Philip K. Dick, it turns out, invented virtual reality. That's what his books were about, you see - asking the question, are we really here or what? Unsurprisingly Ridley's actorial dramatainmentations focused mainly on a young man in a false beard frowning just as Philip K. Dick probably would have done when he was inventing virtual reality and asking himself the crucial question, I wonder if I'm real? I was hoping for giant metal faces in the sky and those other aspects of Dick's life which directly inspired his writing, but I guess they thought that stuff was all a bit bonkers and so left it out.

A Maze of Death is probably one of those novels into which certain people may have read predictions of virtual reality, given that it all takes place on a spacecraft, rather than a hostile and surreal planet as would appear to be the case, ending with Dick's equivalent of it was all just a dream. It's actually another of Dick's layered explorations of perception and theology and how the two may relate, if indeed they do, and is in some sense more or less a rewrite of Eye in the Sky, which isn't necessarily a bad thing. The point of this illusory environment is to place its characters in a world of tangible spirits closely resembling those of Christian theology, notably the Christlike Walker-on-Earth who manifests before Seth Morley to advise him that the spacecraft he has chosen is likely to malfunction after lift off, so he'd better pick another.

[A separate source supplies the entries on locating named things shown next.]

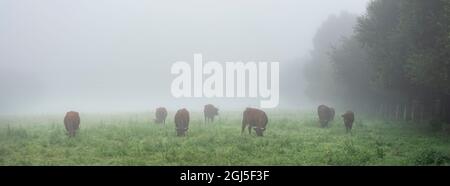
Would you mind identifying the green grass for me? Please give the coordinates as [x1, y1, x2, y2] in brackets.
[0, 112, 450, 165]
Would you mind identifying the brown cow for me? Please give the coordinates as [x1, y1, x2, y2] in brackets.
[175, 108, 189, 136]
[342, 111, 355, 133]
[317, 105, 332, 127]
[330, 107, 336, 121]
[203, 104, 219, 123]
[155, 107, 167, 124]
[241, 108, 268, 136]
[64, 111, 80, 137]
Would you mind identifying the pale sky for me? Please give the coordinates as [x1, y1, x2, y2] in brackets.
[0, 0, 369, 113]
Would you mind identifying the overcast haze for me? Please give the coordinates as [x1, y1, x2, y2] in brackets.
[0, 0, 368, 113]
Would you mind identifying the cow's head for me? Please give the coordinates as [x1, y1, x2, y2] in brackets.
[254, 127, 266, 136]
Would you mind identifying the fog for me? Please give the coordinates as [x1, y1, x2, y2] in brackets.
[0, 0, 369, 114]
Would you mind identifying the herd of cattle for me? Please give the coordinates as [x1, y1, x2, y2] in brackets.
[64, 104, 355, 137]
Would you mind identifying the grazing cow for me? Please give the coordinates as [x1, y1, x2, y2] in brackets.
[64, 111, 80, 137]
[203, 104, 219, 123]
[175, 109, 189, 136]
[317, 105, 332, 127]
[155, 107, 167, 124]
[241, 108, 268, 136]
[342, 111, 355, 133]
[330, 107, 336, 121]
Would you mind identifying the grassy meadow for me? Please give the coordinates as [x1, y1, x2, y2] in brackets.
[0, 111, 450, 166]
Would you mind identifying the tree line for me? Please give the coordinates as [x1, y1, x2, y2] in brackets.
[304, 0, 450, 125]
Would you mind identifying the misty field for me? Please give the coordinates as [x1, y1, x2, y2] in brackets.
[0, 112, 450, 165]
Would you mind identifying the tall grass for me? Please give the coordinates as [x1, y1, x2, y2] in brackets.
[0, 112, 450, 165]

Inhabiting this universe, and specifically left alone to fend on a planet which appears to be killing them off one by one, the colonists of A Maze of Death give voice to Dick's more subtle ideas, such as are found in this discussion of Morley's earlier encounter:

'But look: what you saw was what you expected to see. You assumed that he was the Walker-on-Earth because Specktowsky's Book is virtually universally accepted. But I don't accept it?'

'You don't?' Seth Morley said, surprised.

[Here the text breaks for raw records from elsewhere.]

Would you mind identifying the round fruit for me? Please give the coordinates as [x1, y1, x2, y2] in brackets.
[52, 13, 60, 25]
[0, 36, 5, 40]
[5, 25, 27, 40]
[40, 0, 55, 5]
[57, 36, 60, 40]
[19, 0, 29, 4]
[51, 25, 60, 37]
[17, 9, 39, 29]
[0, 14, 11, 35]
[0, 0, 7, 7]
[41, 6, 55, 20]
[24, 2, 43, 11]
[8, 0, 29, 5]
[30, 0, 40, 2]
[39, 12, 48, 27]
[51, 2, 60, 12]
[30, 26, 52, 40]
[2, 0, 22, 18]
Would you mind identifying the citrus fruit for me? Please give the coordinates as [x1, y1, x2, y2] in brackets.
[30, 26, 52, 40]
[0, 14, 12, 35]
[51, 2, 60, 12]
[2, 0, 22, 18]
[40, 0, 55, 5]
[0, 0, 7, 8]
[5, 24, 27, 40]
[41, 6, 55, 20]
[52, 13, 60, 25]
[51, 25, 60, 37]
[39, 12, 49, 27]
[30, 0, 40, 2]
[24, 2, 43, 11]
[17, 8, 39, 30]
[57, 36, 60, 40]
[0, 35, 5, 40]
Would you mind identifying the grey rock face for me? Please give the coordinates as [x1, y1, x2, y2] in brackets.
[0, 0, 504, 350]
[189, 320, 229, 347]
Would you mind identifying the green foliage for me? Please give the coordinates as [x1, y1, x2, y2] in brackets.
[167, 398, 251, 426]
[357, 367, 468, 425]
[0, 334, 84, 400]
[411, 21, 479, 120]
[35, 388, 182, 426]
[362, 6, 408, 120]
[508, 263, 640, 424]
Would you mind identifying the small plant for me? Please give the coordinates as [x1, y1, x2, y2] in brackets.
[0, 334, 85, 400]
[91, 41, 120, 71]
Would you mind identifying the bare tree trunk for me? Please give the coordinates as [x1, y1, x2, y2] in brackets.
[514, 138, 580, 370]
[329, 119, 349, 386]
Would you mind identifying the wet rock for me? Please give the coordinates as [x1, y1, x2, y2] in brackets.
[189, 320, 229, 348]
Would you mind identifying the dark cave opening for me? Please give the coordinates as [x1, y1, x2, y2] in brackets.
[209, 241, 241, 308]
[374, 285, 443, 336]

'Not at all. Strangers - true strangers, ordinary men - show up and give good advice; most humans are well-intentioned. If I had happened by I would have intervened too. I would have pointed out that your ship wasn't space-worthy.'

'Then you would have been in the possession of the Walker-on-Earth; you would have temporarily become him. It can happen to anyone. That's part of the miracle.'

As with much of Dick's fiction, this is the dark, illusory universe overlaid upon reality partially as a means of examining those who experience it, partially because that was in certain respects just how the author saw the world; and it's further complicated by the end which suggests that even being a dream, A Maze of Death still happened in all senses that matter. You could take this as a novel predicting the advent of virtual reality, but you could just as easily take it for a prophecy regarding the interstellar popularity of orange marmalade:

She arrived a few minutes later, slender and tanned in her khaki shirt, shorts and sandals. 'Well,' she said, surveying the Morbid Chicken, 'it looks rundown to me. But if you say it's okay it is, I guess.'

'I've already begun loading,' Morley said.

'With what?'

Opening the door of the storage compartment he showed her the ten jars of marmalade.

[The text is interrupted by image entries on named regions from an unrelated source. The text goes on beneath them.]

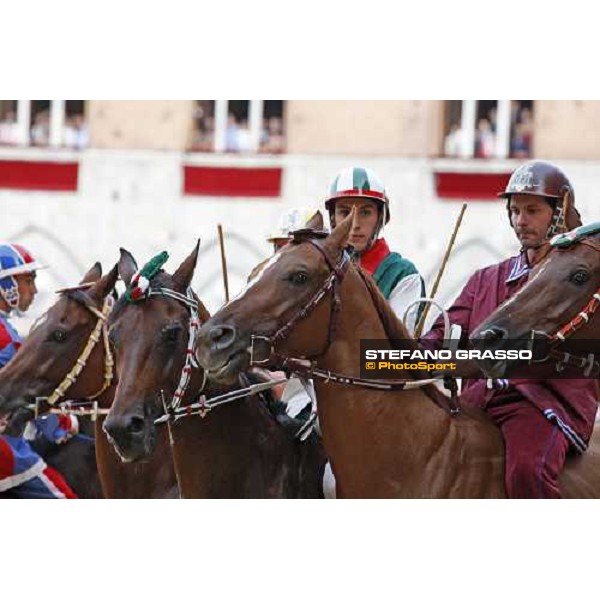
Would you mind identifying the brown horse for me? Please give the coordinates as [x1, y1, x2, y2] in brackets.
[105, 246, 325, 498]
[0, 263, 178, 498]
[471, 223, 600, 376]
[197, 215, 600, 498]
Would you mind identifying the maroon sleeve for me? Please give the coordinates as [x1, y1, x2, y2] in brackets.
[419, 271, 481, 350]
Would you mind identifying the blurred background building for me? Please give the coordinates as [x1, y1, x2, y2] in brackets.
[0, 100, 600, 330]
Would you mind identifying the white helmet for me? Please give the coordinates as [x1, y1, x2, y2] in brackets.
[267, 208, 317, 242]
[325, 167, 390, 227]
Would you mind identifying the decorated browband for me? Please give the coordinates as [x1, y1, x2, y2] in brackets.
[550, 221, 600, 248]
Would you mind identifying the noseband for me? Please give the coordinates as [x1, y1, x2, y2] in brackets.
[45, 290, 115, 405]
[250, 238, 350, 366]
[531, 230, 600, 377]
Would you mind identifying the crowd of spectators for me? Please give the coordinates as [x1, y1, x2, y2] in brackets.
[0, 109, 89, 150]
[444, 100, 533, 158]
[191, 105, 285, 154]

After a long pause Mary said, 'Christ.'

'What's the matter?'

'You haven't been checking the wiring and the engine. You've been out scrounging up all the goddamn marmalade you could talk them out of.' She slammed the storage area door shut with venomous ire. 'Sometimes I think you're insane. Our lives depend on this goddamn noser working. Suppose the oxygen system fails or the heart circuit fails or there're microscopic leaks in the hull.'

See! And that isn't even the only scene expressing futuristic marmalade enthusiasm.

Finally, it has been pointed out that A Maze of Death seems quite a bleak novel by virtue of an unusually high body count. I'd disagree by virtue of it being so short, and the conclusion which subverts much of what happens in the preceding pages, and even the misleading chapter headings referring to lives lived by these characters in a completely different novel and suggesting yet another layer of existence to which the reader is not party. It's possibly not quite so tidy, nor so sporadically funny as Eye in the Sky, but I'm probably just splitting hairs - another one of his very best, I'd say.